Is your current loan or the one being pitched to you predatory? Consider some of these warning signs highlighted by consumer advocates and lending experts.

Warning signs of predatory lending
Problem Reasoning
1. You’re being quoted an interest rate of more than 10 percent to 11 percent even though you have good credit. Although borrowers with foreclosures, several late mortgage payments or other problems in their past can end up paying as much as 14 percent or more on home equity loans and first mortgages, low-risk consumers shouldn’t be stuck with an interest rate that’s much higher than the going market rate.
2. The lender wants you to pay several points but isn’t reducing the interest rate much, if at all. Lisa Donner of the Association of Community Organizations for Reform Now says a call came in from the activist group’s Chicago office just before she was interviewed. Staffers there were dealing with a borrower who had been sold a loan with 5 points — but an interest rate of 13 percent. “They weren’t buying down an interest rate to 13 percent,” she says. “That was just another way of sticking it to them.”
3. Total fees are more than 5 percent of the loan amount. Yes, closing costs vary by location and borrowers in high-cost states pay more to get mortgages. But $5,910 in fees on a $60,000 loan — something the National Training and Information Center in Chicago saw in one recent transaction — should be looked upon as excessive.
4. The loan has a long-dated prepayment penalty or an especially expensive one. Borrowers can sometimes lower their rates by accepting prepayment penalties. But subprime borrowers who need that kind of help shouldn’t accept a five-year penalty when they can re-establish their credit and qualify for a prime loan with as little as 24 months’ or 36 months’ worth of timely payments. As for the size of the penalty, something like 6 months’ interest should be considered excessive.
5. The closing documents refer to an adjustable rate mortgage when the good faith estimate was for a fixed rate one. Lenders sometimes pull a bait-and-switch on unsuspecting borrowers between the initial consultation and closing. Don’t settle for a loan that’s not what you wanted.
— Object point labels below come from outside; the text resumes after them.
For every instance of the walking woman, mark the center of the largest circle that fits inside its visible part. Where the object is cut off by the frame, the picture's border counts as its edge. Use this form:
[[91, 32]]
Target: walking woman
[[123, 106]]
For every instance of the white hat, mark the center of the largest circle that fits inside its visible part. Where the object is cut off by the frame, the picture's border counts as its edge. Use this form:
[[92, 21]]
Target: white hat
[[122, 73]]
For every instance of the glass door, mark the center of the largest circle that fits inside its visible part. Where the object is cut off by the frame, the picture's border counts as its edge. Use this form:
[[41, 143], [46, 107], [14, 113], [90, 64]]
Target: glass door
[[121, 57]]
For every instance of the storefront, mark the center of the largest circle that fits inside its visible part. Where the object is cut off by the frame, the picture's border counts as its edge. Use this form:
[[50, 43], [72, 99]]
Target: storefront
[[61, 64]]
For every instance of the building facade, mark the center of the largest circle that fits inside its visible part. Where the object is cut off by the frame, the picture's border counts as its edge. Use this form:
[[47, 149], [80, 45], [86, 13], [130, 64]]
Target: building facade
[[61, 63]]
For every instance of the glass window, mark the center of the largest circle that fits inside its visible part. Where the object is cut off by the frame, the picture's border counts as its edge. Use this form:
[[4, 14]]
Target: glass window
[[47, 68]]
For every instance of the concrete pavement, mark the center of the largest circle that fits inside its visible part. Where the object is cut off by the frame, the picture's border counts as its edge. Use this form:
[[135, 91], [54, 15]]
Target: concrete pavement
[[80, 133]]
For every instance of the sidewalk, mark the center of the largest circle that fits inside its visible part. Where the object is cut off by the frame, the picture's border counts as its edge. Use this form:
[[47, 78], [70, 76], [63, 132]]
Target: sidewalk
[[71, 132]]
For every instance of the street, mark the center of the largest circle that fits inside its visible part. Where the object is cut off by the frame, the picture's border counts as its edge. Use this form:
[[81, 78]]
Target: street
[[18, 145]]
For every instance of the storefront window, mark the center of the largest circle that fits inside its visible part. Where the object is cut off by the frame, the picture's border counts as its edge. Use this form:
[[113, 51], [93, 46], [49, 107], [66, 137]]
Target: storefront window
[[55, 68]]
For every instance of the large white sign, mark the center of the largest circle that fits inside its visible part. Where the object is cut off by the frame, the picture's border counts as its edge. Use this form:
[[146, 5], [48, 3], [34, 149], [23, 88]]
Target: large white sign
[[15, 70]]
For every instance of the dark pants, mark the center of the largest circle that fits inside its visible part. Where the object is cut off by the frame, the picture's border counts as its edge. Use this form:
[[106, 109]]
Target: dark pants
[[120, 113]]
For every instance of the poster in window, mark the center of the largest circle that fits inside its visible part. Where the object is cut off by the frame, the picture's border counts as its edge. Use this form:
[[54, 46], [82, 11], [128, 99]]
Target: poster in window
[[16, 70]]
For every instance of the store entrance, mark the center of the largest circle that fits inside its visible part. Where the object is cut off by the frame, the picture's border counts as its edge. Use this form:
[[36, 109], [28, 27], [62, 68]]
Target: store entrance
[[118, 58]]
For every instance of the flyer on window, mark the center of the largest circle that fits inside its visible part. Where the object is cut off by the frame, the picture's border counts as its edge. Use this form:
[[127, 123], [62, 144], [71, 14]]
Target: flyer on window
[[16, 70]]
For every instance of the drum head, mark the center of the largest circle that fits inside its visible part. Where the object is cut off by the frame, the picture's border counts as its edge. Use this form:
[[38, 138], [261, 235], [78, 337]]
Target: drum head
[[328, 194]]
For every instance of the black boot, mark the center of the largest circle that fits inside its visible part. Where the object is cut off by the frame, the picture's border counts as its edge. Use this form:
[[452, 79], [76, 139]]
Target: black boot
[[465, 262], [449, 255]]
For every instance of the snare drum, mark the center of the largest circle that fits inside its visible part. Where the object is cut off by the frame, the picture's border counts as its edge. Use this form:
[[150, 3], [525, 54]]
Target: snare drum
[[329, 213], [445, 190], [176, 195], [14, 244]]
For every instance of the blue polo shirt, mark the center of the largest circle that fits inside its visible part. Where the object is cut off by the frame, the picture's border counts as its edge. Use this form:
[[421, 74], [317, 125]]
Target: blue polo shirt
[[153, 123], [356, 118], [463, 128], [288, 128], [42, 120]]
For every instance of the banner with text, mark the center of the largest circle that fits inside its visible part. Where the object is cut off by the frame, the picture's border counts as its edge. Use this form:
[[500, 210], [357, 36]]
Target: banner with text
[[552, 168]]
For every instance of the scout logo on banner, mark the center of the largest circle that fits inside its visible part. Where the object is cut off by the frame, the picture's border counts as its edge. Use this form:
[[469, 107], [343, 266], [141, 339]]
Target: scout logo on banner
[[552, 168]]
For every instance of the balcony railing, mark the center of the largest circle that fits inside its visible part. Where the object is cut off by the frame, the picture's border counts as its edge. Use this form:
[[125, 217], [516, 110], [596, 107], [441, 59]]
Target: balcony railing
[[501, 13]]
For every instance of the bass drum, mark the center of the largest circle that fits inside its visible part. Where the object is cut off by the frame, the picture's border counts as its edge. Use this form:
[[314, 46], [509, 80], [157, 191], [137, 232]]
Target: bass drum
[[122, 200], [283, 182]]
6. There’s a significant balloon payment attached to the loan. Not all balloon loans are bad, as long as borrowers know they’ll either have to refinance at the end of the loan term or come up with the balloon payment in cash. But unscrupulous lenders will trick people who don’t have a lot of money lying around into getting these mortgages. When their balloon payment comes due, these borrowers have to refinance, thereby generating more fee income for the lender.
7. The proposed loan will raise your overall debt-to-income ratio to 45 percent or more. Someone with pretax monthly income of $2,000 shouldn’t be paying more than $800 or, in extreme cases, $1,000 a month toward credit cards, auto loans and a mortgage. A lender who tells you not to worry about a 50 percent debt-to-gross income ratio should be looked upon with caution.